Before introducing the poem Eating Pears, by Kim Welliver, to a friend, I was under the extremely naïve notion that a majority of people in the world were aware of the story of Lizzie Borden and the infamous murders of her father and step-mother with an axe one very hot early August day in Fall River, Massachusetts. The 1892 trial captivated the nation with either exaggerated or explicit details in the news depicting the gruesome murders and the circus within the courtroom itself, where at one point the actual severed heads of Abby and Andrew Jackson Borden were brought in and entered into evidence. Lizzie Borden was acquitted of the murders and lived a solitary life, never leaving Fall River.

In a description of the poem, Welliver said that when the murders took place, Lizzie Borden claimed to have been eating pears in a barn. One of the things I most enjoy about this poem is Welliver’s ability to submerge the reader in the mind of Borden and that series of events, whether real or fabricated. The reader is delivered into the consciousness of Borden so seamlessly, that there is a longing that comes across for those few moments just before her life was so horrifically upended one final time.
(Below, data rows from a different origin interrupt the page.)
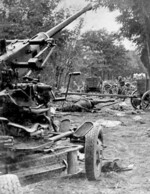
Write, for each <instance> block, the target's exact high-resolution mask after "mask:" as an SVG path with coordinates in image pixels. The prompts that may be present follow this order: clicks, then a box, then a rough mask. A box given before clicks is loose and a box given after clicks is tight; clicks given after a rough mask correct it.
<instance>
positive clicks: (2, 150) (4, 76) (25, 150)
mask: <svg viewBox="0 0 150 194" xmlns="http://www.w3.org/2000/svg"><path fill="white" fill-rule="evenodd" d="M90 9H92V6H91V5H88V6H86V7H85V8H83V9H82V10H81V11H79V12H77V13H76V14H74V15H73V16H71V17H69V18H68V19H66V20H65V21H64V22H62V23H60V24H58V25H57V26H55V27H54V28H52V29H50V30H48V31H47V32H40V33H39V34H37V35H35V36H34V37H32V38H31V39H26V40H1V41H0V68H1V80H0V124H1V125H0V148H1V149H0V164H1V161H2V163H3V162H4V164H3V166H5V168H3V167H1V165H0V173H1V174H6V173H10V172H11V173H12V174H17V175H18V176H19V177H22V178H23V177H25V174H26V173H25V174H22V173H21V172H23V171H27V172H28V167H30V172H29V173H30V175H29V174H28V175H27V179H32V180H33V177H34V175H35V170H34V172H33V171H32V172H31V166H32V165H33V164H34V168H35V167H36V164H40V161H45V163H44V166H45V165H48V164H49V160H50V159H52V158H55V157H54V156H56V155H57V150H58V151H59V153H58V155H57V159H58V157H59V166H57V167H56V164H55V167H54V168H55V170H57V171H58V172H59V171H60V172H62V171H64V170H65V169H67V170H68V172H69V173H74V172H75V170H74V168H72V166H74V162H75V158H74V154H72V153H74V152H75V151H77V150H79V149H81V148H83V147H84V146H83V144H84V145H85V166H86V173H87V177H88V179H90V180H95V179H99V176H100V173H101V162H102V148H103V147H102V143H103V138H102V131H101V128H99V126H96V127H95V125H94V124H93V123H92V122H85V123H84V124H82V125H81V126H80V127H78V128H73V129H71V127H70V121H68V120H64V121H62V122H61V123H60V129H63V130H62V131H61V130H60V131H57V130H55V127H56V126H55V125H54V123H53V121H52V120H51V117H50V116H49V107H48V102H49V100H50V96H49V91H51V92H52V88H51V86H49V85H47V84H44V83H41V82H40V80H39V79H38V78H32V77H31V74H32V71H36V70H41V69H43V68H44V67H45V64H46V63H47V61H48V59H49V57H50V56H51V54H52V52H53V50H54V48H55V46H56V43H55V41H54V39H53V38H54V35H55V34H57V33H58V32H59V31H61V30H62V29H63V28H65V27H66V26H67V25H68V24H70V23H71V22H72V21H74V20H75V19H76V18H78V17H79V16H80V15H82V14H83V13H85V12H86V11H88V10H90ZM46 51H48V54H47V56H46V57H45V58H44V59H43V54H44V53H45V52H46ZM78 74H79V73H78V72H75V73H70V75H69V76H70V77H69V81H70V78H71V76H72V75H78ZM68 87H69V83H68V86H67V92H68ZM52 96H53V100H54V101H57V100H65V99H66V96H67V93H66V94H65V96H64V97H63V98H55V95H54V93H53V92H52ZM43 106H44V108H43ZM41 107H42V108H41ZM51 126H52V127H53V129H54V130H51ZM65 126H67V127H66V128H65ZM64 128H65V129H64ZM93 129H94V130H93ZM89 132H90V133H89ZM88 134H89V135H88ZM85 135H86V141H87V143H85ZM62 138H63V139H64V138H70V140H71V141H72V142H76V144H77V145H72V144H69V145H68V146H61V148H60V147H57V146H56V147H54V145H55V142H56V141H58V140H61V139H62ZM91 138H92V139H93V138H94V141H93V140H91ZM22 140H23V144H21V143H22ZM37 140H38V141H37ZM20 142H21V143H20ZM80 144H81V145H80ZM61 149H63V151H61V153H60V150H61ZM5 151H7V152H5ZM54 151H56V152H55V154H53V156H51V155H50V153H51V152H54ZM3 153H9V155H8V156H5V157H4V156H3ZM10 153H11V154H10ZM34 153H35V155H34ZM40 153H45V154H47V155H46V156H43V155H42V156H39V155H38V159H37V154H40ZM64 153H69V155H68V160H67V162H66V160H64V159H63V160H62V159H61V160H60V155H64ZM70 153H71V154H70ZM1 156H2V160H1ZM8 157H9V160H8ZM41 157H43V158H44V159H45V160H44V159H43V158H41ZM4 158H5V160H3V159H4ZM10 158H11V160H10ZM49 158H50V159H49ZM29 159H30V160H31V161H30V160H29ZM54 160H55V159H54ZM60 161H63V162H60ZM55 162H56V161H55ZM46 163H48V164H46ZM40 165H41V164H40ZM18 168H19V169H18ZM20 168H23V170H22V171H21V172H20V171H19V172H18V170H20ZM37 168H38V167H37ZM47 171H54V169H50V168H49V167H48V170H47ZM32 173H33V174H32ZM36 173H37V172H36ZM44 174H46V172H45V171H44ZM39 175H42V172H39V174H38V176H36V175H35V176H36V177H39ZM6 178H7V179H8V178H11V181H9V183H11V184H13V181H14V185H18V182H17V183H16V182H15V180H16V179H15V178H14V177H10V176H9V177H6ZM5 182H7V181H6V180H5V176H0V191H1V186H3V184H5ZM9 186H10V187H12V185H9V184H8V185H7V186H5V187H9ZM6 189H7V188H6ZM12 193H13V194H20V193H21V192H20V191H19V189H18V188H16V191H15V190H13V192H12Z"/></svg>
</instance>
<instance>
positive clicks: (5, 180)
mask: <svg viewBox="0 0 150 194" xmlns="http://www.w3.org/2000/svg"><path fill="white" fill-rule="evenodd" d="M0 194H23V191H22V188H21V185H20V182H19V179H18V177H17V176H16V175H14V174H6V175H0Z"/></svg>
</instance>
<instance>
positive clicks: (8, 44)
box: [0, 4, 92, 124]
mask: <svg viewBox="0 0 150 194" xmlns="http://www.w3.org/2000/svg"><path fill="white" fill-rule="evenodd" d="M90 9H92V6H91V5H90V4H89V5H87V6H86V7H85V8H83V9H82V10H80V11H79V12H77V13H76V14H74V15H73V16H71V17H69V18H68V19H66V20H65V21H63V22H62V23H60V24H58V25H57V26H55V27H54V28H52V29H50V30H48V31H47V32H40V33H38V34H37V35H35V36H34V37H32V38H31V39H26V40H1V41H0V68H1V82H0V90H1V91H2V90H6V91H7V92H5V95H7V98H8V96H10V97H11V98H10V99H11V101H12V99H13V102H15V105H14V103H13V104H12V107H11V106H10V107H9V110H8V106H7V105H6V102H3V103H2V104H3V105H4V104H5V106H4V107H5V108H3V110H2V114H1V116H3V117H6V118H8V117H9V119H11V122H16V121H18V122H19V124H21V123H22V124H25V123H24V122H22V121H23V118H24V117H25V118H27V117H28V116H27V115H29V112H31V110H32V111H33V112H34V113H35V112H39V113H41V112H42V113H43V112H44V111H49V109H48V107H47V104H48V102H49V100H50V97H52V99H53V100H54V101H58V100H65V99H66V96H67V94H66V95H65V96H64V97H62V98H56V97H55V95H54V92H53V91H52V87H51V86H50V85H47V84H44V83H41V82H40V79H39V78H32V77H31V76H30V75H31V74H32V71H36V70H41V69H43V68H44V67H45V64H46V63H47V61H48V59H49V57H50V56H51V54H52V52H53V50H54V48H55V46H56V43H55V40H54V36H55V35H56V34H57V33H58V32H59V31H61V30H62V29H63V28H65V27H66V26H67V25H68V24H70V23H71V22H72V21H74V20H75V19H76V18H78V17H79V16H80V15H82V14H83V13H85V12H86V11H88V10H90ZM45 53H46V54H47V53H48V54H47V56H46V57H45V55H44V54H45ZM43 55H44V56H43ZM44 57H45V58H44ZM78 74H79V73H78V72H74V73H70V74H69V81H70V77H71V76H72V75H78ZM68 87H69V84H68ZM68 87H67V91H68ZM8 91H9V92H8ZM8 94H9V95H8ZM2 95H3V96H4V92H2V93H1V98H3V97H2ZM7 101H8V100H7ZM7 104H8V103H7ZM9 104H10V103H9ZM17 105H19V108H18V107H17ZM41 105H44V109H41ZM14 106H15V107H14ZM35 106H36V107H37V106H40V109H38V110H37V109H36V110H35V109H34V110H33V109H31V107H35ZM13 107H14V108H13ZM20 107H21V108H20ZM22 107H23V108H24V107H25V108H26V109H27V108H29V111H27V112H26V113H25V115H24V114H23V118H21V119H20V121H19V119H18V115H22V112H23V113H24V110H22ZM25 108H24V109H25ZM14 109H16V110H17V111H15V112H16V118H15V116H14V114H13V112H11V111H10V110H12V111H14ZM20 109H21V113H20ZM11 114H13V116H12V115H11ZM33 117H35V116H33ZM29 118H32V117H31V115H30V116H29ZM38 120H39V118H38ZM27 122H29V120H28V121H27ZM30 122H31V119H30Z"/></svg>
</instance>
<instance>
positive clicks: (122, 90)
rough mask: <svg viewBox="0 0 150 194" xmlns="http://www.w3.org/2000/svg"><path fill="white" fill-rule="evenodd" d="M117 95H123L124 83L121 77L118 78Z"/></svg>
mask: <svg viewBox="0 0 150 194" xmlns="http://www.w3.org/2000/svg"><path fill="white" fill-rule="evenodd" d="M118 85H119V87H118V94H119V95H125V81H124V79H123V77H122V76H119V77H118Z"/></svg>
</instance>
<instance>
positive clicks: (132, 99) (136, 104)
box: [130, 90, 141, 109]
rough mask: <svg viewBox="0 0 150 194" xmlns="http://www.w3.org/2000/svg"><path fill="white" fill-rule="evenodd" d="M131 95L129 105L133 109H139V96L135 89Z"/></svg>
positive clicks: (139, 99) (139, 94) (138, 92)
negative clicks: (130, 106)
mask: <svg viewBox="0 0 150 194" xmlns="http://www.w3.org/2000/svg"><path fill="white" fill-rule="evenodd" d="M131 95H132V96H133V97H132V98H131V99H130V102H131V105H132V106H133V108H134V109H141V97H140V94H139V92H138V91H137V90H135V91H134V92H133V93H132V94H131Z"/></svg>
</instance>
Yet that tender longing is supplemented with jarring accounts of the difficulties within the Borden home.

 

Juice streamed, and dripped,
dappled my face and throat.

The house was a flint cinder
beneath the eyelid.
A constant irritant
broken only
by bright flares
of pain.

The ability to undertake such a perspective is a difficult task. So often in such sensational crimes, it is difficult to create distance between legend and an involved parties’ singular perspective. Despite having a lifelong ‘fascination’ with the Borden mystery, Welliver manages to create that distance and deliver readers to a moment in time some have yet to discover.